The following code retrieves an iterable object of strings in rows
which contains a PDF byte stream. The string row
was type of str
. The resulting file was a PDF format and could be opened.
以下代码检索包含PDF字节流的行中的字符串的可迭代对象。字符串行是str的类型。生成的文件是PDF格式,可以打开。
with open(fname, "wb") as fd:
for row in rows:
fd.write(row)
Due to a new C-Library and changes in the Python implementation the str
changes to unicode
. And the corresponding content changed as well so my PDF file is broken.
由于新的C-Library和Python实现的变化,str变为unicode。并且相应的内容也发生了变化,因此我的PDF文件被破坏了。
Starting bytes of first row
object:
第一行对象的起始字节:
old row[0]: 25 50 44 46 2D 31 2E 33 0D 0A 25 E2 E3 CF D3 0D 0A ...
new row[0]: 25 50 44 46 2D 31 2E 33 0D 0A 25 C3 A2 C3 A3 C3 8F C3 93 0D 0A ...
I adjust the corresponding byte positions here so it looks like a unicode problem.
我在这里调整相应的字节位置,所以它看起来像一个unicode问题。
I think this is a good start but I still have a unicode
string as input...
我认为这是一个好的开始,但我仍然有一个unicode字符串作为输入...
>>> "\xc3\xa2".decode('utf8') # but as input I have u"\xc3\xa2"
u'\xe2'
I already tried several calls of encode
and decode
so I need a more analytical way to fix this.

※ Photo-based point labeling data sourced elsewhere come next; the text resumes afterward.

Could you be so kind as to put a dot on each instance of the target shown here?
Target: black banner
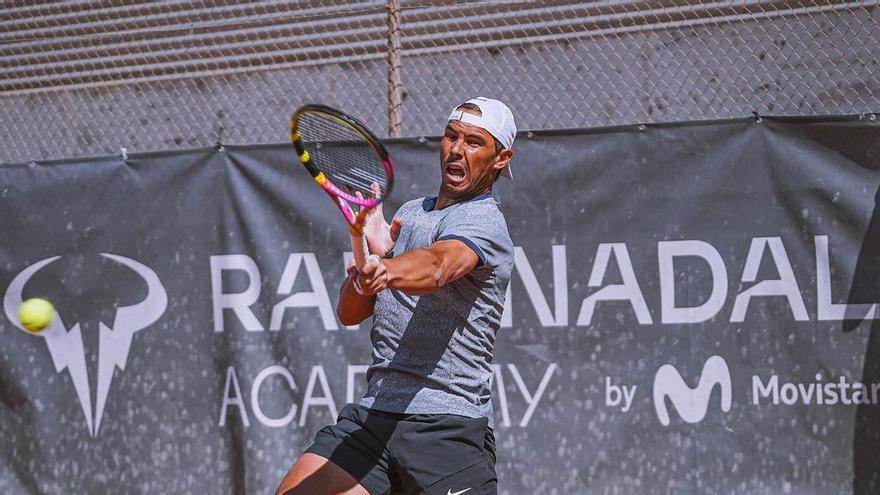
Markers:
(693, 310)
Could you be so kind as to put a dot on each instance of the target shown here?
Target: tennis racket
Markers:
(346, 160)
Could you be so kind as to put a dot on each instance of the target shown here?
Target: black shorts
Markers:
(411, 453)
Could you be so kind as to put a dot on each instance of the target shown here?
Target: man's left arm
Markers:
(420, 271)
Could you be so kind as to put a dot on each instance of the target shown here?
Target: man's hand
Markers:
(373, 278)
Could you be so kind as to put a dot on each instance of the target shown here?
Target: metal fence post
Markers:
(395, 86)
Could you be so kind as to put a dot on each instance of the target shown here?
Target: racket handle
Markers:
(360, 250)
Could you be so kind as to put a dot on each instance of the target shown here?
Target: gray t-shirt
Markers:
(432, 354)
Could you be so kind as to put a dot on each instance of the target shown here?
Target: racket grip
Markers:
(360, 250)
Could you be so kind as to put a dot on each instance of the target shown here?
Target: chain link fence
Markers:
(80, 78)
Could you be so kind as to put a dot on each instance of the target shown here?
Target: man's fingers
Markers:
(394, 230)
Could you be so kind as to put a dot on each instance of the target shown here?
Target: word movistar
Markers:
(818, 392)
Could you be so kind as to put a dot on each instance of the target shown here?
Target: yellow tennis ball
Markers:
(36, 314)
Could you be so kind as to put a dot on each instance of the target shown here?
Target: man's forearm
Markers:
(422, 271)
(353, 308)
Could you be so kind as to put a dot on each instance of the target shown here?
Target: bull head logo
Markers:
(114, 342)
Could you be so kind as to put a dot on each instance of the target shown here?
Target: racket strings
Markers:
(342, 154)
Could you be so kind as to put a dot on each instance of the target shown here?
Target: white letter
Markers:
(309, 400)
(629, 290)
(234, 400)
(531, 400)
(239, 302)
(536, 295)
(255, 397)
(670, 313)
(786, 285)
(318, 298)
(826, 310)
(628, 394)
(758, 388)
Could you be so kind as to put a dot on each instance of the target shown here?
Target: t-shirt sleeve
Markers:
(484, 230)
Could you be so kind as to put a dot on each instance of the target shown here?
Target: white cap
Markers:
(496, 119)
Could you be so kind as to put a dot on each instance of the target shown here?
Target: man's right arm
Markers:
(352, 307)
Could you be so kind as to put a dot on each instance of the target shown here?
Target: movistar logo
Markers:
(691, 403)
(66, 344)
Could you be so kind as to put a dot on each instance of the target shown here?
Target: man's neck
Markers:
(443, 200)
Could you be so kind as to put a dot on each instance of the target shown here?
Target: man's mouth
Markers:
(454, 172)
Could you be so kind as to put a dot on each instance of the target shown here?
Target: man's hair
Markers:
(474, 108)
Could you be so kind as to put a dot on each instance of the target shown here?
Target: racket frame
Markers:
(341, 198)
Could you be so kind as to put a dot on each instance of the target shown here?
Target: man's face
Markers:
(468, 160)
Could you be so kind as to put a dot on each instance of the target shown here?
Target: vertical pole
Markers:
(395, 86)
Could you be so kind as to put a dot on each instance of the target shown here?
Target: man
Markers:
(425, 422)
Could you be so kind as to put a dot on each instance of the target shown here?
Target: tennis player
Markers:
(424, 425)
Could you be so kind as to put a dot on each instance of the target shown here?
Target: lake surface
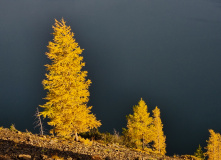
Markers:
(167, 52)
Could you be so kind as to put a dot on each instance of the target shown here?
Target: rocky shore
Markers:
(25, 145)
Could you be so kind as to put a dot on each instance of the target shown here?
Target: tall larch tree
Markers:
(213, 146)
(67, 86)
(139, 125)
(159, 137)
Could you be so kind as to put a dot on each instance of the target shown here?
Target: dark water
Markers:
(167, 52)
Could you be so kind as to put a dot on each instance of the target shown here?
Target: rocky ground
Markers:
(25, 145)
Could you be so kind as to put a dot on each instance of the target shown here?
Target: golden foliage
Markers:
(140, 125)
(68, 94)
(158, 134)
(143, 130)
(214, 146)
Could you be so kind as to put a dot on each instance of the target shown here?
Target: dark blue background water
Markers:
(167, 52)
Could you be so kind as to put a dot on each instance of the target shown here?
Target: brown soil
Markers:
(19, 145)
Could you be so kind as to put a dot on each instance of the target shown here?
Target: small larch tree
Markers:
(213, 146)
(67, 86)
(199, 153)
(139, 125)
(158, 134)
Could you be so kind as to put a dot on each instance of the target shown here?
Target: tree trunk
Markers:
(143, 141)
(76, 136)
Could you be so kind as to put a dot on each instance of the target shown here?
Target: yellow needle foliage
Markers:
(214, 146)
(159, 138)
(140, 125)
(68, 94)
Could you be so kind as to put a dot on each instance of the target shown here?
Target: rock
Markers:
(24, 156)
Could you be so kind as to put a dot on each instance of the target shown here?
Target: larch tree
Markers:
(158, 134)
(199, 153)
(139, 125)
(68, 94)
(213, 146)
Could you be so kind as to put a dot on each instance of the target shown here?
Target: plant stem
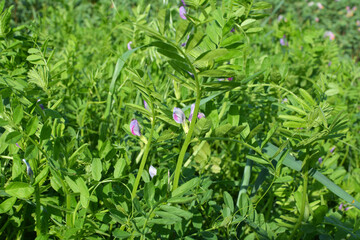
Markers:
(303, 201)
(187, 141)
(246, 180)
(38, 210)
(143, 160)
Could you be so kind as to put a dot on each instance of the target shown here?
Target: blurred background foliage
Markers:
(83, 40)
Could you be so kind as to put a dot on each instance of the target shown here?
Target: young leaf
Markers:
(96, 168)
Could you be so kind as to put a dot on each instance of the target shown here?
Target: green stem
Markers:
(37, 210)
(187, 141)
(143, 160)
(246, 180)
(303, 201)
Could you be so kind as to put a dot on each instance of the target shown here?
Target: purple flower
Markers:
(182, 12)
(283, 41)
(191, 112)
(129, 45)
(152, 171)
(330, 35)
(29, 171)
(146, 106)
(341, 206)
(134, 128)
(184, 44)
(201, 115)
(178, 115)
(332, 149)
(320, 6)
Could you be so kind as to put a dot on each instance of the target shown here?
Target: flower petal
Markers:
(152, 171)
(178, 115)
(182, 12)
(134, 128)
(129, 45)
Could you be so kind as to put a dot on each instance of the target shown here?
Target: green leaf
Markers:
(119, 167)
(84, 192)
(243, 204)
(138, 108)
(202, 126)
(96, 168)
(31, 152)
(169, 217)
(13, 137)
(32, 125)
(186, 187)
(74, 187)
(149, 193)
(257, 159)
(294, 164)
(45, 132)
(254, 30)
(19, 189)
(42, 175)
(247, 22)
(229, 201)
(6, 205)
(177, 211)
(307, 97)
(233, 115)
(117, 233)
(118, 67)
(181, 199)
(18, 114)
(319, 214)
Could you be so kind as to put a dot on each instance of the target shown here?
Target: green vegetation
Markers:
(197, 119)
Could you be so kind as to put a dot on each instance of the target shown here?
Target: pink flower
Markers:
(330, 35)
(146, 106)
(332, 149)
(29, 171)
(152, 171)
(341, 206)
(134, 128)
(201, 115)
(182, 12)
(129, 47)
(178, 115)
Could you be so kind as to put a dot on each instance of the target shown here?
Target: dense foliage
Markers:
(197, 119)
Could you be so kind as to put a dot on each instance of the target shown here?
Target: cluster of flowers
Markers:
(350, 11)
(178, 116)
(318, 4)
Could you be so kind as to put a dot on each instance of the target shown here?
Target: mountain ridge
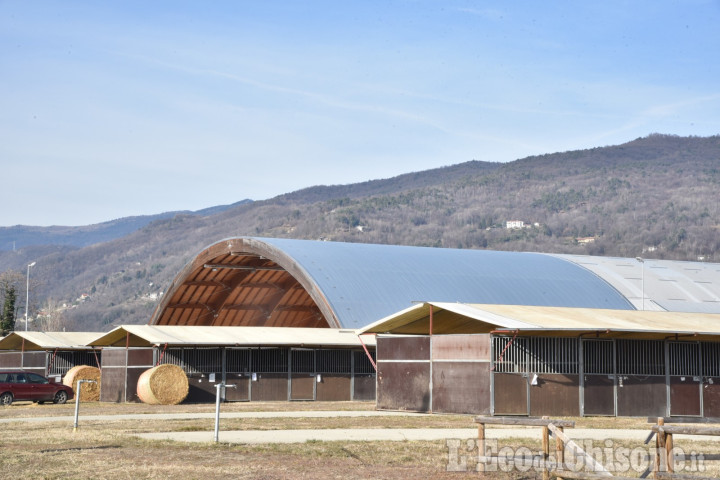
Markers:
(655, 197)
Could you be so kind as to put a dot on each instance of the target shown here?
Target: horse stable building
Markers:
(527, 360)
(281, 287)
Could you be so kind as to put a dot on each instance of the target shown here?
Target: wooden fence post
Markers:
(660, 448)
(560, 451)
(481, 447)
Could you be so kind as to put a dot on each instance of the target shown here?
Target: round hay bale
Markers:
(163, 385)
(89, 392)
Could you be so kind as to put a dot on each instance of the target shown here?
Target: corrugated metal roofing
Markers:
(287, 282)
(479, 318)
(143, 335)
(48, 340)
(667, 284)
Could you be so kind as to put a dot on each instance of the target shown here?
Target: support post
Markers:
(546, 449)
(77, 401)
(560, 451)
(481, 447)
(219, 387)
(660, 458)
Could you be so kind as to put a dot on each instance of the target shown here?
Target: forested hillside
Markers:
(655, 196)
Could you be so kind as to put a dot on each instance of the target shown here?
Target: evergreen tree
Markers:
(7, 321)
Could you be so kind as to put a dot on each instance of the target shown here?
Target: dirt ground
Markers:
(108, 449)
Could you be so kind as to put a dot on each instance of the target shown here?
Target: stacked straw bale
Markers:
(89, 392)
(163, 385)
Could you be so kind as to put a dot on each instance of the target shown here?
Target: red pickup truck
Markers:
(20, 385)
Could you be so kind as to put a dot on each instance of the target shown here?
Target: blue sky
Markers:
(113, 109)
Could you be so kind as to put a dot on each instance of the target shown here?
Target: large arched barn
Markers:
(302, 283)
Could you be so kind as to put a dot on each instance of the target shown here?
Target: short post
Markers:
(546, 450)
(559, 451)
(77, 401)
(219, 387)
(660, 455)
(481, 447)
(669, 454)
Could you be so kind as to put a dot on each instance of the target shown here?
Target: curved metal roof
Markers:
(304, 283)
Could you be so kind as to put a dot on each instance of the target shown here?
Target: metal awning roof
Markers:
(48, 340)
(173, 335)
(451, 318)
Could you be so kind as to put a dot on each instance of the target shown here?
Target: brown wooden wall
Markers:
(599, 398)
(403, 386)
(121, 368)
(364, 387)
(555, 395)
(461, 387)
(456, 381)
(511, 394)
(641, 396)
(333, 387)
(269, 387)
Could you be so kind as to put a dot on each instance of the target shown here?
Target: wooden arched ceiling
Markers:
(241, 282)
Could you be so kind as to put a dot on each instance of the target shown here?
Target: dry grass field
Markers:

I can't see the wood for the trees. Thank you.
我已经尝试了几次编码和解码调用,所以我需要一种更加分析的方法来解决这个问题。我无法看到树木。谢谢。
2 个解决方案
#1
0
When you find u"\xc3\xa2"
in a Python unicode string, it often means that you have read an UTF-8 encoded file as is it was Latin1 encoded. So the best thing to do is certainly to fix the initial read.
当您在Python unicode字符串中找到u“\ xc3 \ xa2”时,通常意味着您已读取UTF-8编码文件,因为它是Latin1编码的。所以最好的办法当然是修复初始读数。
That being said if you have to depend on broken code, the fix is still easy: you just encode the string as Latin1 and then decode it as UTF-8:
话虽如此,如果你必须依赖破碎的代码,修复仍然很容易:你只需将字符串编码为Latin1,然后将其解码为UTF-8:
fixed_u_str = broken_u_str.encode('Latin1').decode('UTF-8')
For example:
u"\xc3\xa2\xc3\xa3".encode('Latin1').decode('utf8')
correctly gives u"\xe2\xe3"
which displays as âã
正确地给你“\ xe2 \ xe3”显示为â
#2
0
This looks like you should be doing
这看起来像你应该做的
fd.write(row.encode('utf-8'))
assuming the type of row
is now unicode
(this is my understanding of how you presented things).
假设行的类型现在是unicode(这是我对你如何呈现东西的理解)。
#1
0
When you find u"\xc3\xa2"
in a Python unicode string, it often means that you have read an UTF-8 encoded file as is it was Latin1 encoded. So the best thing to do is certainly to fix the initial read.
当您在Python unicode字符串中找到u“\ xc3 \ xa2”时,通常意味着您已读取UTF-8编码文件,因为它是Latin1编码的。所以最好的办法当然是修复初始读数。
That being said if you have to depend on broken code, the fix is still easy: you just encode the string as Latin1 and then decode it as UTF-8:
话虽如此,如果你必须依赖破碎的代码,修复仍然很容易:你只需将字符串编码为Latin1,然后将其解码为UTF-8:
fixed_u_str = broken_u_str.encode('Latin1').decode('UTF-8')
For example:
u"\xc3\xa2\xc3\xa3".encode('Latin1').decode('utf8')
correctly gives u"\xe2\xe3"
which displays as âã
正确地给你“\ xe2 \ xe3”显示为â
#2
0
This looks like you should be doing
这看起来像你应该做的
fd.write(row.encode('utf-8'))
assuming the type of row
is now unicode
(this is my understanding of how you presented things).
假设行的类型现在是unicode(这是我对你如何呈现东西的理解)。